If you take a look at the performance of Apple of late, it’s not pretty. Check the one year chart on MarketWatch, and you’ll see that — after climbing to a 52-week high of $705.07/share — it has come back to the price that it was about a year ago, a little more than $450.00/share. Does this mean that the company whose stock in 2013 was to hit $1,000.00/share (said many!) is in the trash heap? Hardly. Yet, there is now general agreement that Apple needs to refresh its product line. It needs a winner to replace the yawn that even its iPhone 5 has become.

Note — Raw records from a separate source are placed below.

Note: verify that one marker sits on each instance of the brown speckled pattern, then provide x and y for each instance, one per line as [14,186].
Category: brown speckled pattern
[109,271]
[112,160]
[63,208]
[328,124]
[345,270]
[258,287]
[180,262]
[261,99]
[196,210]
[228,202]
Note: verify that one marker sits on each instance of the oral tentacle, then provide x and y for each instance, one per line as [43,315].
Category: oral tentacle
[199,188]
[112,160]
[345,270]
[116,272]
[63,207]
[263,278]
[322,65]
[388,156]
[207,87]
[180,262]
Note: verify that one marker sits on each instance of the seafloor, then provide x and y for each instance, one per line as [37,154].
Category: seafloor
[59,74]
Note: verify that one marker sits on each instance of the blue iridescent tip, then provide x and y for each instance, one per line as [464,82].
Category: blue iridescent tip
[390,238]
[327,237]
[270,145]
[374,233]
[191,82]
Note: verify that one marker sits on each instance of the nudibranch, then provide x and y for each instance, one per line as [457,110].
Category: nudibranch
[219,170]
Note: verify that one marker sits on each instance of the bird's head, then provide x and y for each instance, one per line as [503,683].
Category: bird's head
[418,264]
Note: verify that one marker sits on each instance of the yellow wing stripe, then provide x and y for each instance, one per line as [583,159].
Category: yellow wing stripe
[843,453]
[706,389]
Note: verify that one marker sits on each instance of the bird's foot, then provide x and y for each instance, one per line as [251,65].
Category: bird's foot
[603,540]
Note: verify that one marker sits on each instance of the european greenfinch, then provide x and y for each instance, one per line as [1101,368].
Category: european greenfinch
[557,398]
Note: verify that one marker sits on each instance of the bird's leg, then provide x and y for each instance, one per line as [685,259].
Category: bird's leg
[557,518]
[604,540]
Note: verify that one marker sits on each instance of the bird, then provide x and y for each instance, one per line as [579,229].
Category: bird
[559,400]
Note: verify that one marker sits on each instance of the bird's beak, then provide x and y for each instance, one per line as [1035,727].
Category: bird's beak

At the start of this year, Entrepreneur projected that Apple’s next might just be the rumoured “iWatch”. But the story here is not that Apple needs to augment its iPhone line. Entrepreneur says that Apple should consider replacing its iPhone:
Apple is reportedly exploring development of a watch-like product. Some might scoff at the idea of Apple building a watch. After all, who needs watches when you have a smartphone. Further, Apple is a company with $200 billion in annual revenue. A $100 watch which will sell in limited quantity is barely going to move the needle.

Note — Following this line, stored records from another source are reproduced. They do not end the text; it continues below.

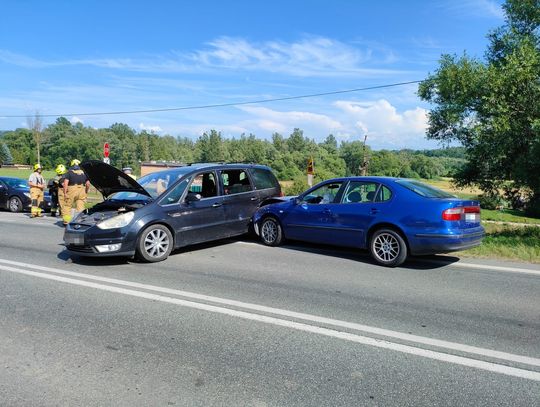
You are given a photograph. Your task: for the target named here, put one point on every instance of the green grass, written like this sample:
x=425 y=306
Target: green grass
x=508 y=242
x=13 y=172
x=93 y=194
x=508 y=215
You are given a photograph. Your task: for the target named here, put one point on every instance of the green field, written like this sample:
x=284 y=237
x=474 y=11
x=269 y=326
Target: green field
x=93 y=195
x=508 y=242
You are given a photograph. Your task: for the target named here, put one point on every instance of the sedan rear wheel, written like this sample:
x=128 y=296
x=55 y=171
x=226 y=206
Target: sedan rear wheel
x=388 y=248
x=270 y=232
x=15 y=204
x=155 y=243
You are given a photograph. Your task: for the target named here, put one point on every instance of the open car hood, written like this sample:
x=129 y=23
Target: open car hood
x=108 y=179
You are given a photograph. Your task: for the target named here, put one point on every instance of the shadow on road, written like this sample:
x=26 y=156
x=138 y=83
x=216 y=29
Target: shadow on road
x=68 y=257
x=361 y=255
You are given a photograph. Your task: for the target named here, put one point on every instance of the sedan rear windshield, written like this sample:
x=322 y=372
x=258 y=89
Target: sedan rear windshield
x=423 y=189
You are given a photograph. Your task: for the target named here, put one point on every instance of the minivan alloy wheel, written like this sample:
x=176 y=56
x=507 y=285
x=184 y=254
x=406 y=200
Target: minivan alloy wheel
x=271 y=233
x=156 y=243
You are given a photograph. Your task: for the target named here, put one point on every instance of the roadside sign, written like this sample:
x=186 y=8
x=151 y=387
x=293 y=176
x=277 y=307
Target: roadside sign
x=311 y=169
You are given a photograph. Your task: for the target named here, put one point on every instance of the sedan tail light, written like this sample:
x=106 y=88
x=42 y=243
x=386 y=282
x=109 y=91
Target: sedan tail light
x=453 y=213
x=472 y=213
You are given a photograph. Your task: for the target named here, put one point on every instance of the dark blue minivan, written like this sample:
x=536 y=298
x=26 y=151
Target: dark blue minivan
x=168 y=209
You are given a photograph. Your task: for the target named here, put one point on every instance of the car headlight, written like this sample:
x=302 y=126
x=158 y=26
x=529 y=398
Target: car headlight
x=117 y=221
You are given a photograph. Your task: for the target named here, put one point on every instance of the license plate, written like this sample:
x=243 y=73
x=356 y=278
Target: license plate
x=75 y=239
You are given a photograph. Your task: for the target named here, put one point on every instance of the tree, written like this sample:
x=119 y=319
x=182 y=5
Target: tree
x=491 y=107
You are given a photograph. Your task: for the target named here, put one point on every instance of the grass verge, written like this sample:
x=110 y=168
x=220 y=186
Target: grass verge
x=508 y=242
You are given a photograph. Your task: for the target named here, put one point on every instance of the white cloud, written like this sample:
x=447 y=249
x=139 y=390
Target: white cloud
x=273 y=120
x=152 y=129
x=75 y=119
x=385 y=126
x=476 y=8
x=310 y=56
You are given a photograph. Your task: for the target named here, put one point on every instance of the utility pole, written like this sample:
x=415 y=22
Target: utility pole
x=35 y=124
x=365 y=160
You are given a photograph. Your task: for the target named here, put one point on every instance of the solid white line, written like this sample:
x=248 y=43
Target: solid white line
x=494 y=268
x=291 y=314
x=443 y=357
x=31 y=222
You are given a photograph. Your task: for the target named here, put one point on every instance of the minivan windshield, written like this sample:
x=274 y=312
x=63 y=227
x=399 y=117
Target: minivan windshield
x=154 y=183
x=423 y=189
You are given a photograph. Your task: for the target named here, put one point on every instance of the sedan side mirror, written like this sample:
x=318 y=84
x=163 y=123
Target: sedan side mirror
x=193 y=197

While all of those are fair points, they’re missing a much bigger picture. There is a line of thinking that the smartphone era will perish almost as quickly as it began.
This is no modest proposal. Apple sold a record 47.8 million iPhones in the December quarter. Replacing, then exceeding, that much revenue would be an enormous challenge. But I like Entrepreneur’s thinking. Arguing that someone will, sooner or later, find a better way to do all the things that a smartphone now does — only in a smaller, perhaps wearable format — the idea is that Apple would be smart to manage the demise of its iPhone line rather than to allow a competitor to do it. Says Entrepreneur: “For Apple, an iWatch could be a way to test the wearable computer market, says [analyst] Gene Munster at Piper Jaffray. He says, ‘We believe that longer term (over the next 10+ years), wearable computers could eventually replace the iPhone and smartphones in general.”

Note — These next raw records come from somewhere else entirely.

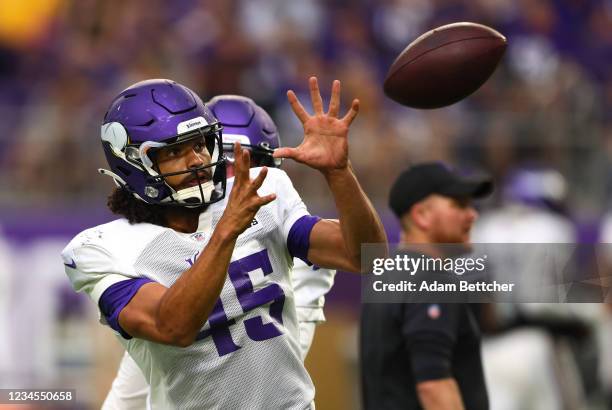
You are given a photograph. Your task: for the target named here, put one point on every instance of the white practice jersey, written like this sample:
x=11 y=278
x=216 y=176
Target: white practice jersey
x=130 y=390
x=247 y=354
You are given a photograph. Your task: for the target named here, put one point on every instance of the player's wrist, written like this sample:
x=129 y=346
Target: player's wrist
x=335 y=175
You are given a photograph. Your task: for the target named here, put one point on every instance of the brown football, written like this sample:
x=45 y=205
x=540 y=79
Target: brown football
x=444 y=65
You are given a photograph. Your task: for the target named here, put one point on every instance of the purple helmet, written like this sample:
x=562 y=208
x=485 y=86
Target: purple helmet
x=153 y=114
x=248 y=123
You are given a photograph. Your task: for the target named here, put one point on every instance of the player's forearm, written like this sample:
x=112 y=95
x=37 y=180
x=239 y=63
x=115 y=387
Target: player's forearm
x=359 y=221
x=187 y=304
x=441 y=394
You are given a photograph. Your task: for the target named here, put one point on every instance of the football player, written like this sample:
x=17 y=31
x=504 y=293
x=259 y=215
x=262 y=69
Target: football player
x=196 y=282
x=245 y=122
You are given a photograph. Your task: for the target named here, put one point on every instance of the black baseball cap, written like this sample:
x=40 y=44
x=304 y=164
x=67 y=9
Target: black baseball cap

In 1942, an economics thinker named Joseph Schumpeter talked about the concept of creative destruction:
“The fundamental impulse that sets and keeps the capitalist engine in motion comes from the new consumers, goods, the new methods of production or transportation, the new markets, the new forms of industrial organization that capitalist enterprise creates.”
Apple, to date, has been outstanding on creating the next wave of personal technology. And my bet is that, starting in 2013, the company will stand or fall depending on whether it can fully grasp (and capitalise on) the thinking of an Austrian economist who was born in the late 1800s.